An eager expression had suddenly flashed across his face, and Jack saw his eyes sparkle, as with anticipation; though for the life of him he could not understand just why this should be so, unless the said Beaufort happened to have been the home port of the hydro-aeroplane flier, and the mere thought of their being in that vicinity gave him a homesick thrill.

"Why, yes, I remember that I've got Beaufort marked on the chart as one of our stopping places," Jack hastened to reply. "Could I do anything for you while there? I'd be quite willing to oblige you – er, by the way, you haven't told us your name in return for having ours!"

"That's a fact, I haven't," he replied, quickly, but Jack thought with just a trifle of embarrassment; "it's Malcolm Spence."

"Oh! I believe I've read a lot about your doings with one of these air and water fliers. There were some pretty stirring accounts of your trips in the papers out our way not long ago!" Jack exclaimed, looking at the young fellow with considerable admiration; since hero worship has just as strong a hold upon the human heart in these modern days as in times of old, when knights went forth to do battle with dragons, and all kinds of terrible monsters.

"I believe they have been showing me up, more or less; but I try to avoid those newspaper men all I can, because they stretch things so," young Spence modestly remarked. "That's why I come down here to try out any new little wrinkle I may happen to have hit on.
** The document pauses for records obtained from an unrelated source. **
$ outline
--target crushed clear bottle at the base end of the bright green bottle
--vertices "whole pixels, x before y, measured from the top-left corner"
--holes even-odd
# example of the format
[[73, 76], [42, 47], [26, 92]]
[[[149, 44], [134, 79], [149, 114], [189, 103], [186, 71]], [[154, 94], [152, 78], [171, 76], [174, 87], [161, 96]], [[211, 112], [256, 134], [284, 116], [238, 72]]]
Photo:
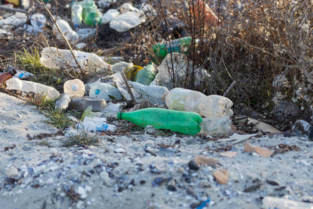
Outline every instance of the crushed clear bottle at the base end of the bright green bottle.
[[232, 121], [230, 117], [223, 118], [202, 118], [200, 123], [201, 133], [210, 135], [223, 135], [232, 132]]

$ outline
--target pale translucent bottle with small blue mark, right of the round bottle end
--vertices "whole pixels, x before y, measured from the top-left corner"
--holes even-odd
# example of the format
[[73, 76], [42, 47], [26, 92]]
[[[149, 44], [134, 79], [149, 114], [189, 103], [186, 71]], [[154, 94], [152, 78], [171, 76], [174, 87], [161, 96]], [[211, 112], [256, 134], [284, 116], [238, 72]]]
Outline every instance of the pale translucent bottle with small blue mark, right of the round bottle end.
[[90, 84], [89, 96], [93, 98], [102, 98], [106, 100], [106, 102], [112, 100], [110, 96], [115, 98], [115, 100], [122, 100], [122, 94], [118, 88], [101, 82]]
A week ago I started off the deck of a Government war vessel, a big cruiser, went up a thousand feet, dropped to the water, and last of all landed again in the same place from which I started – all to prove how valuable a hydro-aeroplane would be in case of real war."

"Yes, I was reading about that while we were on the way here, but somehow didn't remember the name of the one who had done it," Jack went on, while the little motor boat and the new-fangled contraption that seemed perfectly at home in the air or floating on the waves kept company on the tide of the river.